The AA this week said the cost of motor cover had risen by 11 per cent in 2008, and it expected a similar increase this year as insurers took action to address their underwriting losses.
The average annual premium for comprehensive car insurance rose by 1.3 per cent during the three months to the end of March to £751.60, the first increase seen during the first quarter for six years.
The AA’s shoparound index, which compares the three most competitive quotes available, also rose by just under one per cent to £504.38.
The group said insurers were facing rising costs due to higher theft, fraud, and personal injury claims and increased legal expenses, at a time when their investment income was falling.
It estimated that for every £100 that motor insurers received in premiums, they were paying out around £105 in claims and costs.
Simon Douglas, director of AA Insurance, said: “Although 1.3 per cent may not sound much, premiums fell during the same period in each of the past five years, so this increase is a significant indication that insurers are determined to address past underwriting losses this year, as we predicted last year.
“Premiums tend to fall a little during the first three months of the year.
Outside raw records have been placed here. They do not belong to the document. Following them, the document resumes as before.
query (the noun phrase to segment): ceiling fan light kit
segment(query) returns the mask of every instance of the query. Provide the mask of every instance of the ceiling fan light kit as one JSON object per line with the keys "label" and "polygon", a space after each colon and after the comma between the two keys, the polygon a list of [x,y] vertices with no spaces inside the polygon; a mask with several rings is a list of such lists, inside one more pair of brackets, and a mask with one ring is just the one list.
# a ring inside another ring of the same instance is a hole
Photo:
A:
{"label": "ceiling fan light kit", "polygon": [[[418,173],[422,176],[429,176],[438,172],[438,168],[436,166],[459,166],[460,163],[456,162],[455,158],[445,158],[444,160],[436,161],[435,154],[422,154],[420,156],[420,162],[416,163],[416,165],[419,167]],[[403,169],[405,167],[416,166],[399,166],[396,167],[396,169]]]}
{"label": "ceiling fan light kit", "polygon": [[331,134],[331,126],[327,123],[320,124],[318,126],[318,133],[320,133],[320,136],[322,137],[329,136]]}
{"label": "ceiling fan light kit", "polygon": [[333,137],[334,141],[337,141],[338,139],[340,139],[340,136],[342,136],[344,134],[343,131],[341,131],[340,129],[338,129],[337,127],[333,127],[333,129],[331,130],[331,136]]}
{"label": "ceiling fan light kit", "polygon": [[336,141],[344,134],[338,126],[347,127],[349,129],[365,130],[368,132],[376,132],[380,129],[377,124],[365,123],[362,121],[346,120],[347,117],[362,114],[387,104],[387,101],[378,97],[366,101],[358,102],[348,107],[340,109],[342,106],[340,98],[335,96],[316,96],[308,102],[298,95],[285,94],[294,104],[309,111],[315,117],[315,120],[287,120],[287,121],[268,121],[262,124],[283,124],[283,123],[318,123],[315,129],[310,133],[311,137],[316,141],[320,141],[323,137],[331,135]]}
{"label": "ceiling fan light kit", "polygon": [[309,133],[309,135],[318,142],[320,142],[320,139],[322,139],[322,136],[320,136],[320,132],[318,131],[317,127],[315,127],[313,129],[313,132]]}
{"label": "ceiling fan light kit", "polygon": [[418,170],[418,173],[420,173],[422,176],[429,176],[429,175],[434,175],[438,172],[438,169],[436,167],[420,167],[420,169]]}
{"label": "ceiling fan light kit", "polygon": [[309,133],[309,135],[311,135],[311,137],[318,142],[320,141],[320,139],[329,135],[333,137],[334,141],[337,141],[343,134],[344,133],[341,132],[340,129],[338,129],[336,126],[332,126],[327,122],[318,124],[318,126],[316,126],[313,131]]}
“It’s when most car insurance renewals take place, while the new March car registration change prompts customers to look for new insurance cover, so competition between insurers tends to hold premiums in check.
“But the industry is facing escalating costs, falling investment income and underwriting losses. Premium rises are therefore inevitable.”
During the past 12 months, the average comprehensive insurance premium has increased by nearly 11 per cent.
Mr Douglas said: “I expect premiums to increase by at least a similar percentage over the rest of 2009.”
Meanwhile, the cost of buildings insurance rose for the eighth quarter in a row, with the average premium increasing by 50p to a new high of £218.53 a year.
The cost of buildings cover has risen by eight per cent during the past year, the biggest increase recorded by the AA since it started collecting the data in 1994. Premiums for home contents insurance rose more steeply, jumping by 2.7 per cent during the quarter to average £126.34, reversing the downward trend seen during the previous two months.
But despite the rises, the AA said home insurance still offered good value, having only risen by a few pounds since the index started in 1994.
Mr Douglas said: “Although contents cover remains competitive, the average quoted premium has risen by nearly one per cent per month over the past quarter, which is an unusually sharp increase.”